By Anna Vyshegorodtseva

Every single writer has something that influenced or continues to influence them, explains Andrea A. Lunsford in their article “Writing Is Informed by Prior Experience.” Everyone had some episode in their life that left a great impact on what they think about writing, Lunsford states:

For many people, it turned out, prior experience with writing had been negative, and this attitude and these feelings went with them throughout their lives so that they dreaded writing or felt inadequate when faced with a writing task. (54)

There is also personal life that changes the way people write and view writing, Lunsford continues. They conclude by saying that prior knowledge in writing always plays a very important part. Writers use the strategies they are accustomed to in their new task, Lunsford explains, however, a situation of this new task may be different, so the old understanding of writing would no longer be useful.

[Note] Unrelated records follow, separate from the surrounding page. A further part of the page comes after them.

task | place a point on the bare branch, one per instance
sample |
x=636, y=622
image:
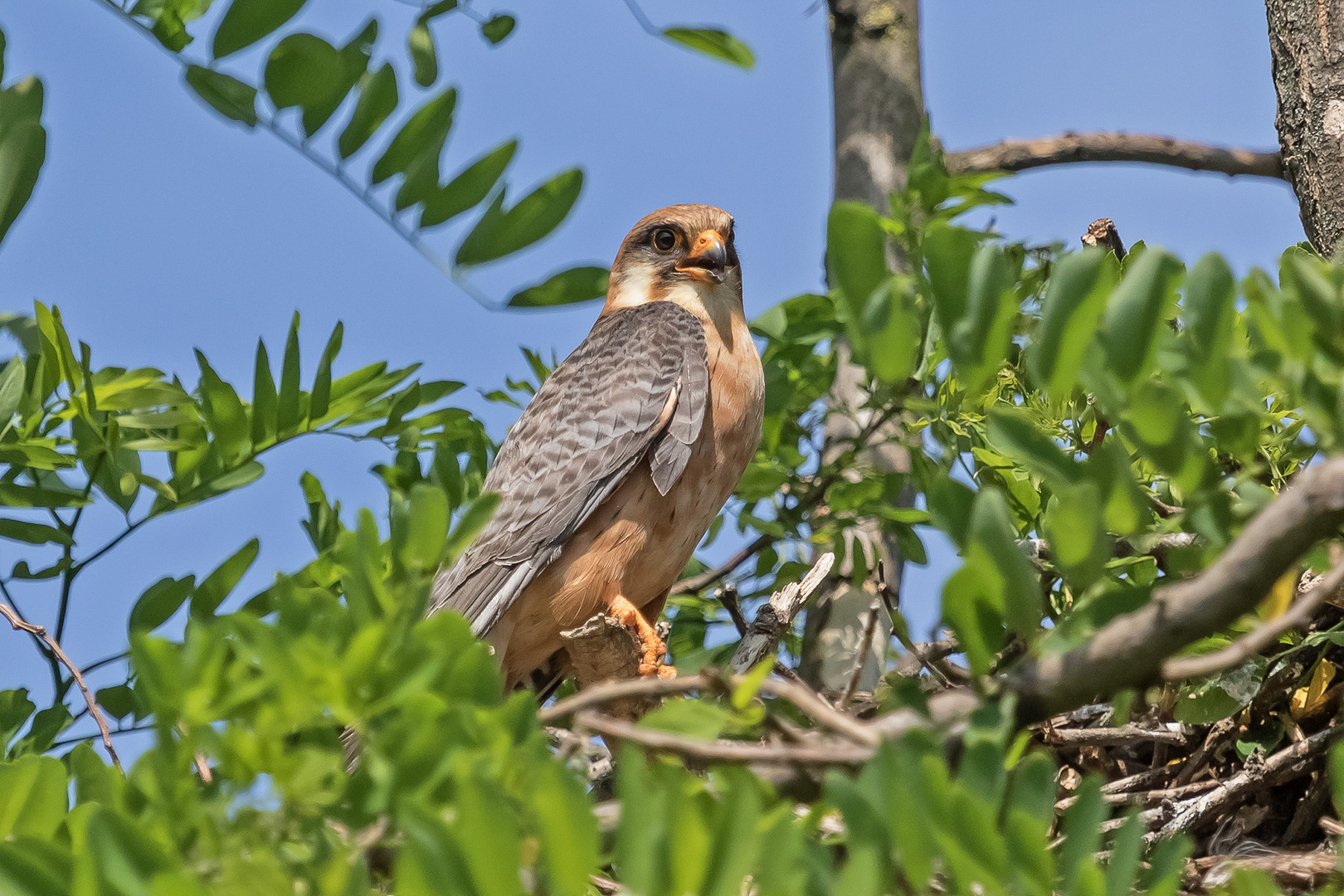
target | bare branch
x=1285, y=765
x=1125, y=735
x=1069, y=148
x=717, y=574
x=774, y=618
x=1131, y=649
x=39, y=631
x=864, y=648
x=800, y=696
x=1262, y=637
x=823, y=752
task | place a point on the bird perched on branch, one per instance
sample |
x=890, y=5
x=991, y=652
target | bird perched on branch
x=626, y=455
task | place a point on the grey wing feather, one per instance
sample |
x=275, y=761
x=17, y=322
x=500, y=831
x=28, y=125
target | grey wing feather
x=589, y=425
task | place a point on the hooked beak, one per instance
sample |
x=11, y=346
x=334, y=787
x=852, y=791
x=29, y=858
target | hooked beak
x=707, y=258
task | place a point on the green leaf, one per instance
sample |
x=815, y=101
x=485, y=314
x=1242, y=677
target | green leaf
x=15, y=709
x=416, y=149
x=470, y=188
x=158, y=602
x=1014, y=434
x=498, y=28
x=225, y=95
x=1210, y=317
x=236, y=479
x=421, y=45
x=1075, y=299
x=567, y=829
x=225, y=414
x=1142, y=301
x=320, y=398
x=426, y=527
x=216, y=587
x=500, y=232
x=11, y=390
x=265, y=399
x=947, y=256
x=474, y=519
x=711, y=42
x=895, y=338
x=377, y=101
x=32, y=533
x=856, y=254
x=23, y=148
x=563, y=288
x=307, y=71
x=14, y=494
x=32, y=796
x=979, y=342
x=290, y=412
x=246, y=22
x=691, y=718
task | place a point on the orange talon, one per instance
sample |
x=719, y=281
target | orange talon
x=655, y=649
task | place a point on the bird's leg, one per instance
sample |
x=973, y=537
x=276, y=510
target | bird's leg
x=629, y=616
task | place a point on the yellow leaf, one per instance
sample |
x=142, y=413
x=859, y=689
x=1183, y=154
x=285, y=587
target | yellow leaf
x=1280, y=598
x=1309, y=700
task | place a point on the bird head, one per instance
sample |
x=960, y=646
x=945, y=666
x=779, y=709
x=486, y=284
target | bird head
x=682, y=254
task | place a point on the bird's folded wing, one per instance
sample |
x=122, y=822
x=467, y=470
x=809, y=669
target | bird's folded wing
x=597, y=416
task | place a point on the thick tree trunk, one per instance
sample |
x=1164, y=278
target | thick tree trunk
x=879, y=110
x=1307, y=52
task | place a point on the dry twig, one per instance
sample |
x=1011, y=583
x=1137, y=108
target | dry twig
x=1068, y=148
x=1261, y=637
x=41, y=631
x=774, y=617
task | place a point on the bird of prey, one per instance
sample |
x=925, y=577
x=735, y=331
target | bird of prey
x=624, y=455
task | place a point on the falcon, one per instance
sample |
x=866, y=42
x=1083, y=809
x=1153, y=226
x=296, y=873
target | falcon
x=626, y=455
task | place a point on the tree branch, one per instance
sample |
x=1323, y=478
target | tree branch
x=39, y=631
x=1298, y=614
x=774, y=618
x=828, y=752
x=1131, y=649
x=1069, y=148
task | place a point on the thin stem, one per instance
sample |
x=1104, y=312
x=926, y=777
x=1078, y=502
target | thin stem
x=67, y=578
x=56, y=679
x=38, y=631
x=106, y=661
x=334, y=169
x=117, y=540
x=132, y=730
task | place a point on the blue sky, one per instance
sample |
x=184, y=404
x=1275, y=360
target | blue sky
x=158, y=227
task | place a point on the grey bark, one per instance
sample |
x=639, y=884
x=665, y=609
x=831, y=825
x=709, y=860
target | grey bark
x=878, y=114
x=1307, y=56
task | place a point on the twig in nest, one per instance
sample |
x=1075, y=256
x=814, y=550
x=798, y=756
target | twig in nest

Furthermore, personal knowledge of writing, personal way of seeing writing through a prism of family, culture and environment can form individual authors, who will continue dealing with new things using old knowledge, argues Kathleen Blake Yancey in their article “Writers’ Histories, Processes, and Identities Vary.” Writing and learning writing went through different stages: from prehistoric times of drawing on the cave walls to the today’s schooling systems, which changed the perspective of viewing writing and exercising it, Yancey discusses, though even nowadays, when the environment seems the same, writer’s techniques vary.

Everyone has their own history and identity, every person is individual and special, which makes it impossible to create a system that would allow all the writers to develop in exactly the same way, Yancey states, “neither writers nor their contexts are static: both change over time, which introduces yet another source of variation and which also means that variation is the normal situation for composing and composers” (54).

Wiring is indeed very personal. Once typical way of learning to write cannot be applied to every single student because they are very different. Some may reach a certain level of writing skill faster than others. Some can linger on one stage not knowing how to get over it and learn something new, since without that skill the next one cannot be understood. Schools should provide a measuring system that would place students with approximately equal level of writing skills together.

However, one way of teaching still may not work fully for all of them. Some may need a different approach than others. They may be on the same level but have special ways of learning. The problem of schooling systems in the world has been brought up and lingered in a status of a question to consider for a long while now. A system as a way to teach does not always work. I myself am homeschooled, though I did attend a public school for the first seven years, and that left me with a scar on my psyche, because that system obviously did not work for me. Yet, I was not alone.

System is a hard thing. System that would work for all is impossible. Some may argue about it, but the world’s history continues to prove it to be so. Writing can be taught systematically, only if teachers will find a way to avoid the system or step aside from it even while teaching by its techniques, because we all are very different.